I FELT LIKE I WAS TRAPPED: A Guest Narrative

 

 

I used to be a really social person. I would always go out, and have a lot of friends. As we stayed home and weren’t really allowed to go out, because my parents were more strict, I lost friends and I stopped talking to certain people that I used to be close with. That kind of affected me, because I felt like I was trapped forcingly, like I didn’t really have a choice. And then with my family, it was actually really life changing. 

I was sexually abused by my dad. It was really hard because I really didn’t know what was going on, and I was quiet about it. I would never have expected it to happen especially since we were in lockdown. We were closer, and then I thought it was gonna be better, but it ended up being worse and completely different. I had to be involved with the police, and still am to this day.

That one incident that happened with me was one of the hardest moments in my entire life. It was hard because I was really close with my dad, and I actually liked my dad better than my mom surprisingly. But it feels like a family member or someone close to you has betrayed you, when you thought that being stuck at home made you closer with your family but instead, kind of did the opposite with someone. And that was really hard for me to overcome.

I don’t really understand why it happened but that was something that was really tragic in my family, and affected me mentally. And now obviously I’m good. Everything is good. My family is safe now. My dad is getting what he deserves. If you want to say that everything was just taken care of. It’s just now I have to focus on me mentally. 

If it was like in normal times without Covid, it would be completely different because I would be able to go out with my friends and try to distract myself and find new hobbies, try to find out what I want to be and what I want to see my future as. But with Covid going on, it’s kind of like I’m trapped. I can’t go out; I can’t go out with friends as much; I can’t really do anything. I’m just stuck with more time at home. The only place I kind of get to go and just enjoy myself kind of is at school where I see some friends and my boyfriend. 

But being stuck at home after the whole situation happened, I actually got a lot closer with my mom, and we’ve been a lot closer since we’ve had more time to spend with each other and we talk more. She’s actually taught me many things. She gives really good advice. I found out about that, and we got closer and that’s how I kind of got better mentally.

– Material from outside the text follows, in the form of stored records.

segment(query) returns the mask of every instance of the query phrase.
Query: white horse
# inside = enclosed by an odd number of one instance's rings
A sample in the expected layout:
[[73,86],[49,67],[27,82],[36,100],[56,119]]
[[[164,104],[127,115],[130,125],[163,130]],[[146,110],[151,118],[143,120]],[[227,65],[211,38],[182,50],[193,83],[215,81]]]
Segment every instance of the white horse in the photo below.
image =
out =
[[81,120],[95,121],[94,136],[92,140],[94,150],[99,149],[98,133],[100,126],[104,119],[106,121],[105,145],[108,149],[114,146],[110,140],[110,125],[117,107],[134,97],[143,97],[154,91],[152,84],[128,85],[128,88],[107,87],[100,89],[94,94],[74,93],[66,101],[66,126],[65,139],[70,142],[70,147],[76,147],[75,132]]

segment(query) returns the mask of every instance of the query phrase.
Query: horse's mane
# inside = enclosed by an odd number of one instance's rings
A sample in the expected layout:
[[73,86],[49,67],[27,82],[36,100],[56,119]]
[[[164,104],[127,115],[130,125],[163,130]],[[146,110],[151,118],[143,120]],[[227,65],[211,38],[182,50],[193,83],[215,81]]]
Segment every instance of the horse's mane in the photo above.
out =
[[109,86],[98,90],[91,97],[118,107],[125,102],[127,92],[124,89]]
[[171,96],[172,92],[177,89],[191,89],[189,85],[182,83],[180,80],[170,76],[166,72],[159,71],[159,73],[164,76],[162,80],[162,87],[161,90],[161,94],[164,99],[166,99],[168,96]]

Appreciate the moments that you have with close people because you really never know when that can just go away and you don’t know when you’re going to lose them. There’s always gonna be something in life that happens and you just have to learn to be strong and to overcome it because I know anyone can. if there’s so many famous people that have, you know, have had horrible childhood or really bad teenage life growing up, or they’ve had incidents that have really changed their lives, kind of like this one, even though this one’s worldwide. But they’ve overcome it. And I see so many people that don’t have to be famous. It’s literally anyone. It can be a parent, a sister, a brother, a cousin, anyone. You don’t have someone to look up to, even if it’s not a family member, they’re always going to be there. You just have to appreciate the little moments with them.